Kecanduan sering kali menuntun seseorang untuk melanggar aturan dan nilai-nilai yang dijunjung dalam masyarakat.
Kedua, kebohongan adalah hal yang hampir tak terpisahkan dari kehidupan seorang pecandu. Kebohongan biasanya muncul sebagai mekanisme perlindungan diri.
Kebohongan ini bisa sangat merusak hubungan sosial dan kepercayaan yang terjalin. Jadi, seorang pecandu narkoba atau mantan pecandu narkoba tidak hanya melakukan kesalahan dengan terlibat dalam kecanduan, tetapi juga memperburuk situasi dengan berbohong untuk menutupi kesalahan tersebut.

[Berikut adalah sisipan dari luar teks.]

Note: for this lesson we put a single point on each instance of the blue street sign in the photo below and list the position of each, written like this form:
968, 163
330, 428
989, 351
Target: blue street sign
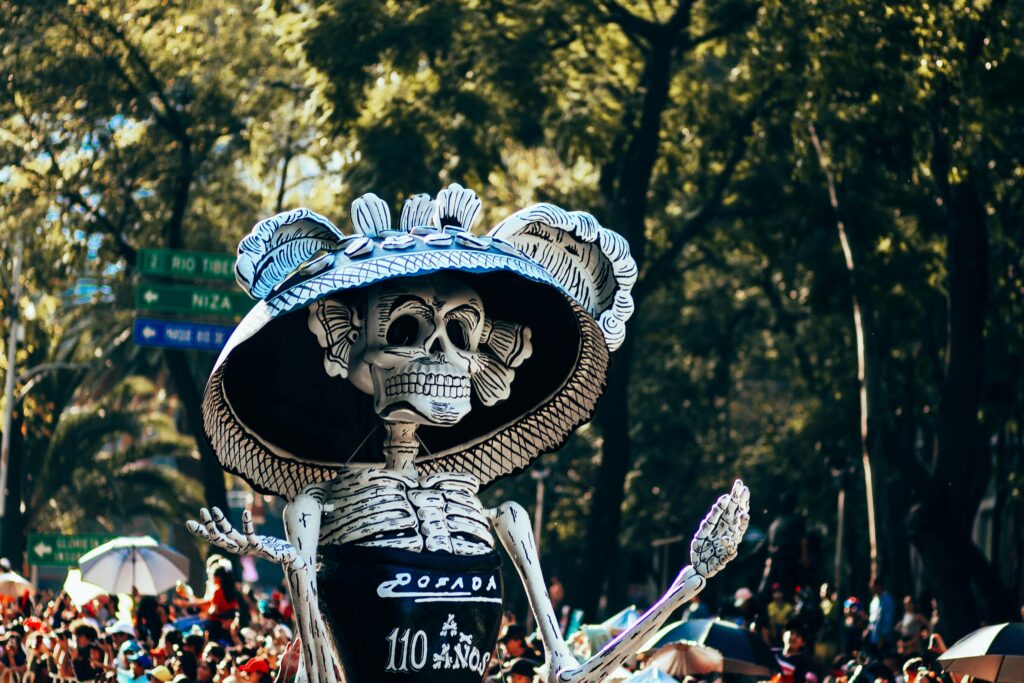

Pola kebohongan ini sering berulang dan dapat menciptakan lingkaran setan di mana kebenaran menjadi kabur, dan hubungan dengan orang lain rusak karena ketidakjujuran.
Inilah mengapa integritas dan kejujuran sangat penting, terutama bagi seorang pemimpin atau figur publik yang diharapkan menjadi teladan.
Baca Juga: Cagub Jambi Pernah Candu Narkoba, Warga: Bisa Merusak Kualitas Pilkada
Karena pola kebohongan ini dapat berdampak luas, maka penting untuk memahami bahwa seorang pemimpin yang merupakan mantan pecandu narkoba membawa sejumlah risiko yang bisa berdampak buruk pada kepercayaan publik, stabilitas kepemimpinan, dan realisasi visi-misi yang diemban.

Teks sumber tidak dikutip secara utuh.